Other than that your procedure works as intended. You might clean up your procedure a little, but since there is no list comprehensions that glides over a list folding over the two next elements it won't become much smaller. Below is basically the same code, but abstracting out the procedure that does the work (which if existed a foldl-pair you could have used) and with a named let as a iterator loop (which is syntactic sugar for a letrec+call).

(define (distance-between e1 . lst)
  (define (add-diff-acc e1 e2 acc)
    (+ (abs (- (map-node-x e1) (map-node-x e2)))
       (abs (- (map-node-y e1) (map-node-y e2)))
       acc))

  (let iterate ((e1 e1) (lst lst) (acc 0))
    (if (pair? lst)
        (let ((e2 (car lst)))
          (iterate e2 (cdr lst) (add-diff-acc e1 e2 acc)))
        acc)))

EDIT: About syntax sugar, named let and letrec.

(let ((x 10) (y 19)) 
  body)

is syntactic sugar for a anonymous procedure call

((lambda (x y) 
    body) 
  10 19)

A named let is just giving that procedure a name, though as if by letrec, making a recursive binding. you call it with the name you give and the arguments will be what you supply instead of the initial value in the let. I'm used to them and prefer them today. It might take some time to get used to though.

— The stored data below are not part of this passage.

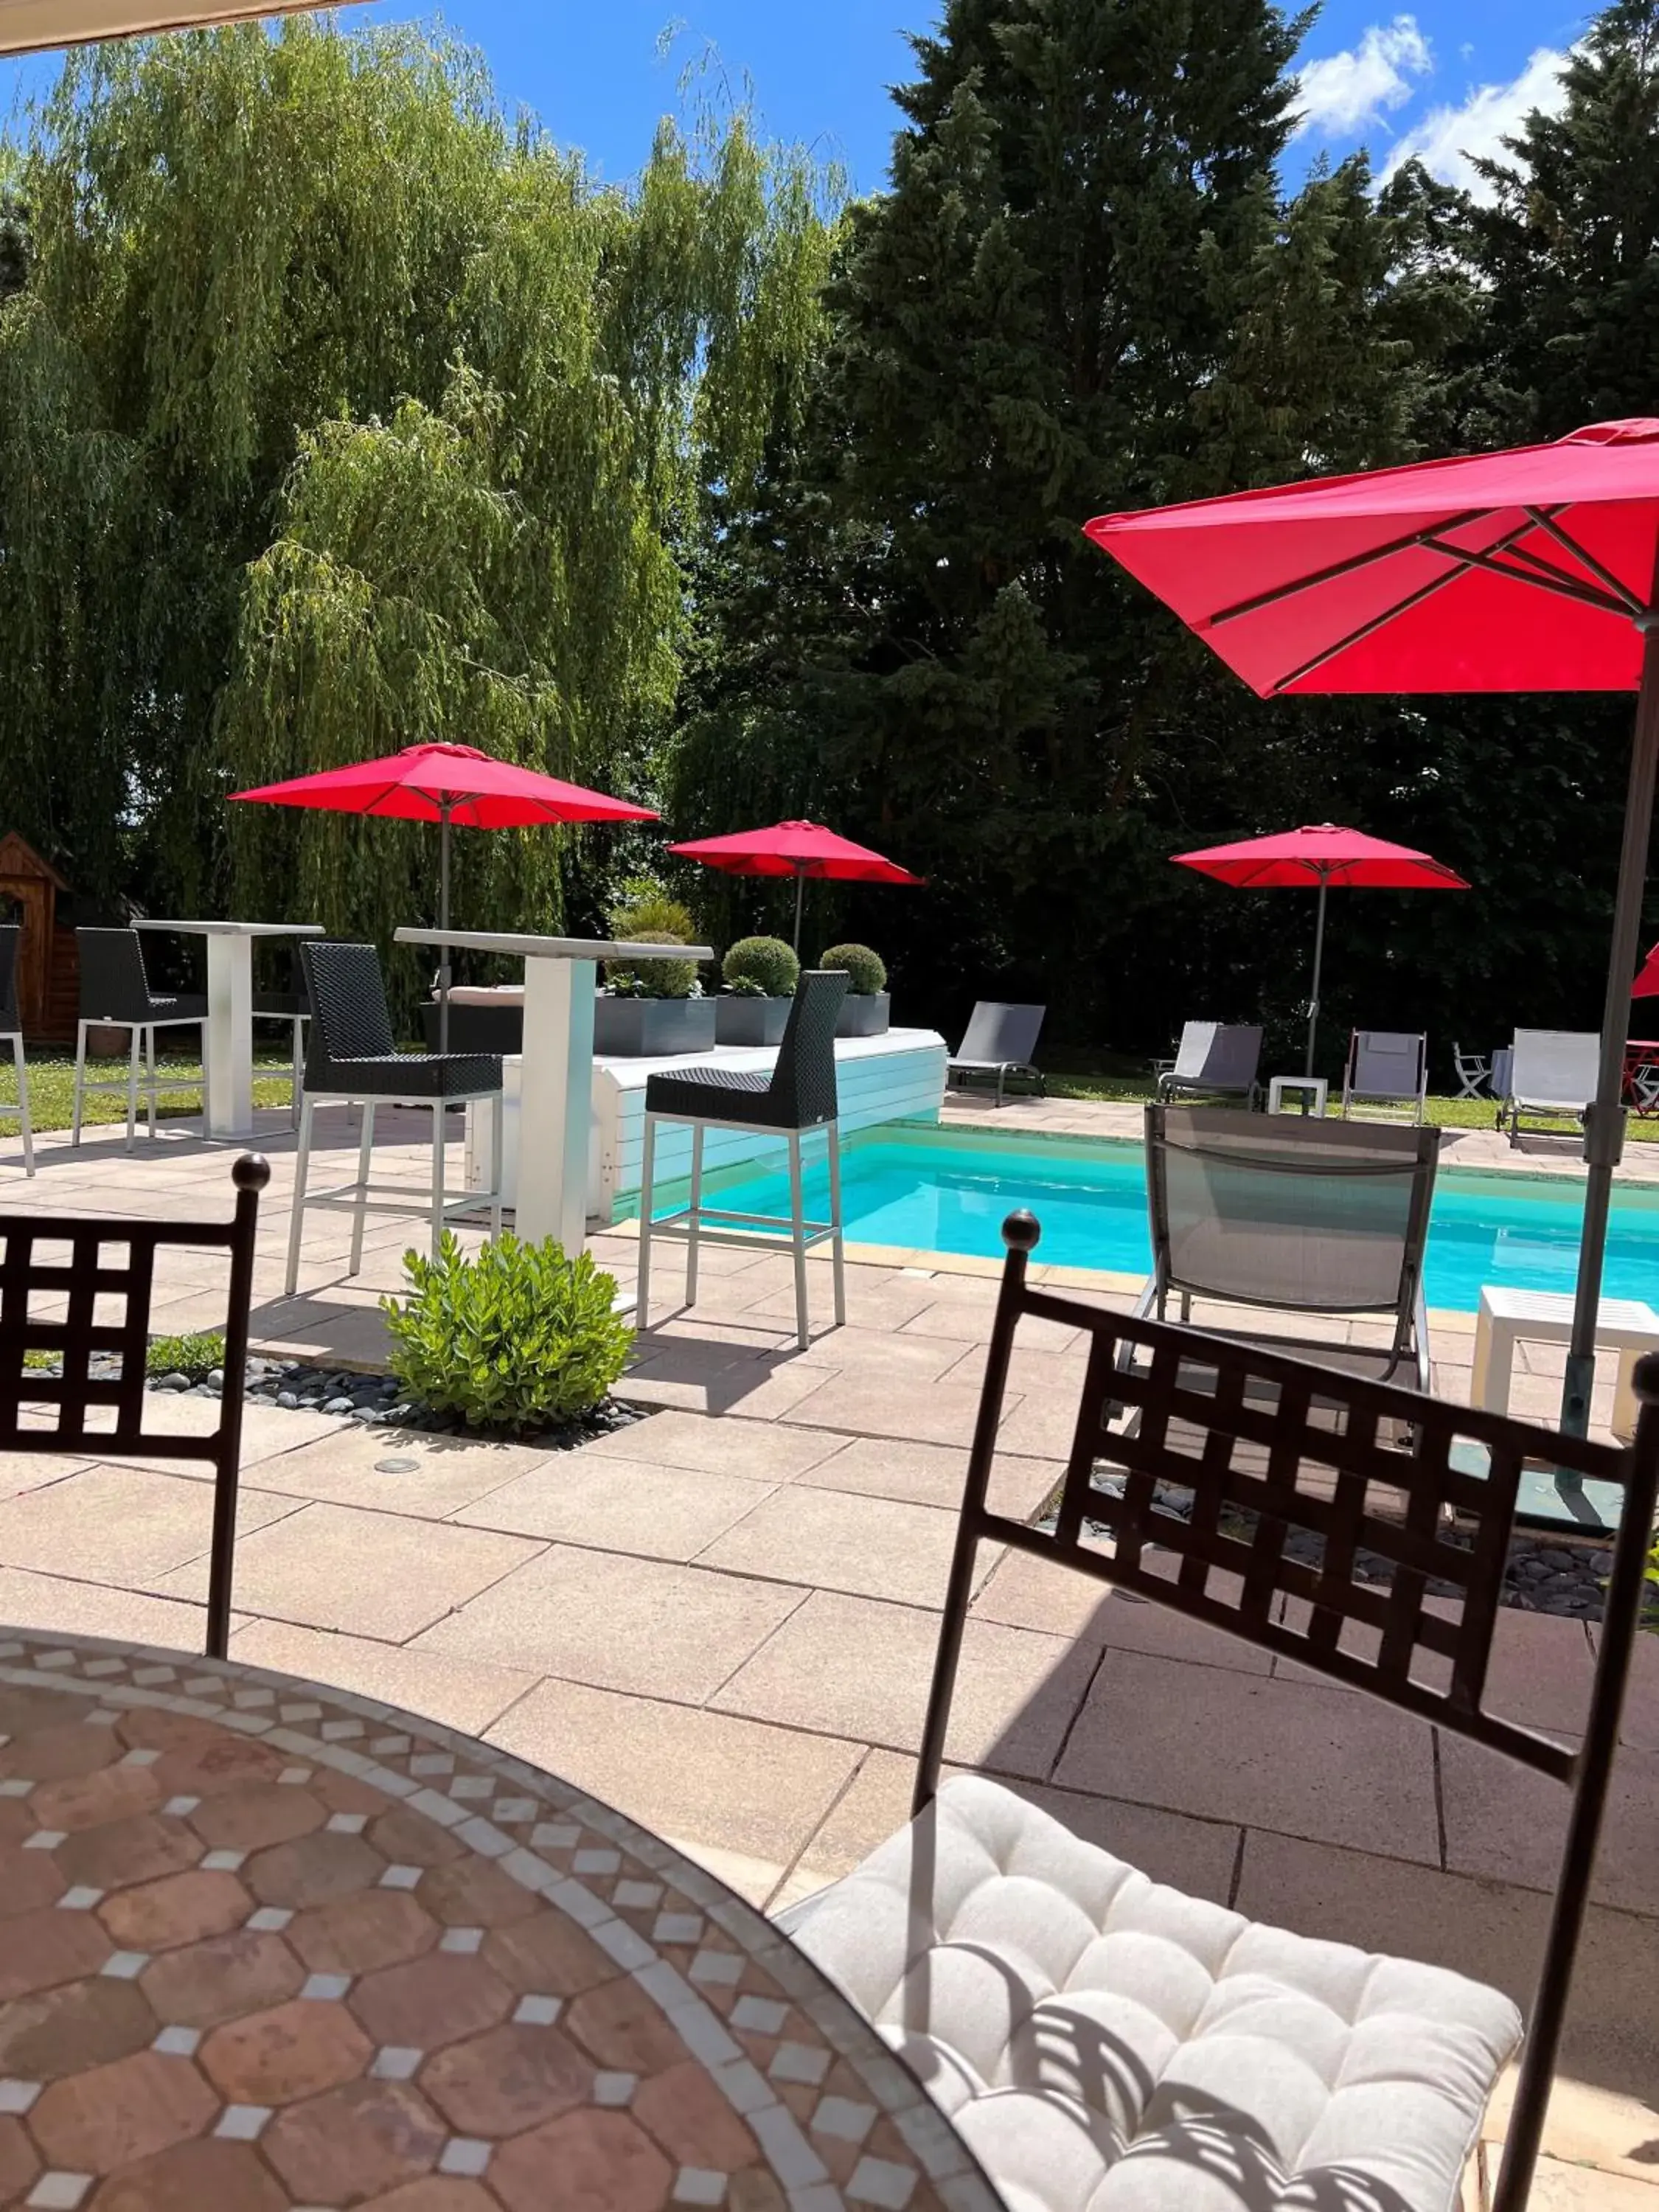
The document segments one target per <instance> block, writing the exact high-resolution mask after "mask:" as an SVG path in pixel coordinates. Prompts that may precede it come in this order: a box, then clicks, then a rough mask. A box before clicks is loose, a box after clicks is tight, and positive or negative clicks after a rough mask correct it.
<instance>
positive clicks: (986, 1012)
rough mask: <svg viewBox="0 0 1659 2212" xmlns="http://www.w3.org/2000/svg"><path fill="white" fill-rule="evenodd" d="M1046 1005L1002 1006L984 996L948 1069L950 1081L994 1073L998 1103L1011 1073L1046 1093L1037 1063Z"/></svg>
mask: <svg viewBox="0 0 1659 2212" xmlns="http://www.w3.org/2000/svg"><path fill="white" fill-rule="evenodd" d="M1044 1013H1048V1009H1046V1006H1002V1004H993V1002H991V1000H989V998H982V1000H980V1002H978V1004H975V1009H973V1020H971V1022H969V1026H967V1035H964V1037H962V1044H960V1046H958V1051H956V1053H953V1055H951V1062H949V1066H947V1071H945V1079H947V1084H967V1082H969V1079H971V1077H973V1075H993V1077H995V1086H998V1106H1000V1104H1002V1097H1004V1093H1006V1084H1009V1077H1011V1075H1020V1077H1024V1079H1026V1082H1031V1084H1035V1086H1037V1095H1040V1097H1042V1095H1046V1088H1044V1082H1042V1068H1037V1066H1035V1064H1033V1053H1035V1051H1037V1035H1040V1031H1042V1018H1044Z"/></svg>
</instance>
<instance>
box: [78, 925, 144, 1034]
mask: <svg viewBox="0 0 1659 2212" xmlns="http://www.w3.org/2000/svg"><path fill="white" fill-rule="evenodd" d="M75 951H77V956H80V1018H82V1022H119V1024H124V1026H128V1029H131V1026H133V1024H135V1022H148V1020H150V1018H153V1013H155V1009H153V1004H150V1000H153V991H150V978H148V975H146V973H144V947H142V945H139V936H137V929H77V931H75Z"/></svg>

Most of the code we write is syntactic sugar for some lower level stuff. The macros are nested so that your letrec form could get reduced down lambdas eventually. The whole procedure without syntactic sugar would look like this:

(define distance-between 
  (lambda (e1 . lst)
    ((lambda (add-diff-acc)
       ((lambda (iterate e1 lst acc) ; emulate Y to substitute `letrec`
          (iterate iterate e1 lst acc))
        (lambda (iterate e1 lst acc)
          (if (pair? lst)
              ((lambda (e2)
                 (iterate iterate e2 (cdr lst) (add-diff-acc e1 e2 acc)))
               (car lst))
              acc))
        e1 lst 0))
     (lambda (e1 e2 acc)
       (+ (abs (- (map-node-x e1) (map-node-x e2)))
          (abs (- (map-node-y e1) (map-node-y e2)))
          acc)))))

There's nothing improper about the list received as a variadic argument list (meaning: variable number of arguments). For example:

(define test-list
  (lambda xs
    (length xs))) ; xs is a normal list, use it like any other list

(test-list 1 2 3 4)
=> 4

In the above example, the xs parameter is a normal, plain, vanilla list, there's nothing improper about it. You can iterate over it as you would over any other list. There's no need to car it, it's already a list! Also, notice that the same function can be written like this:

(define (test-list . xs)
  (length xs))   ; xs is a normal list, use it like any other list

Just for reference: an improper list is one that does not end with the null list. For example: '(1 2 3 . 4). Again, that's not how a variadic argument list looks.

I also don't understand how your variadic argument list could be improper.

But to answer your original question (how to iterate over a possibly improper list, somewhat more elegantly), here is one way using match:

#lang racket

(define (properly-sum-improper-list xs)
  (let loop ([acc 0]
             [xs xs])
    (match xs
      [(list) acc]
      [(cons x more) (loop (+ acc x) more)]
      [x (+ acc x)]))) ;last item of improper list

(require rackunit)
(check-equal? (properly-sum-improper-list '(1 2 3 4))   10)
(check-equal? (properly-sum-improper-list '(1 2 3 . 4)) 10)

However needing to do this, at all, is probably an indication you want to fix or change something else.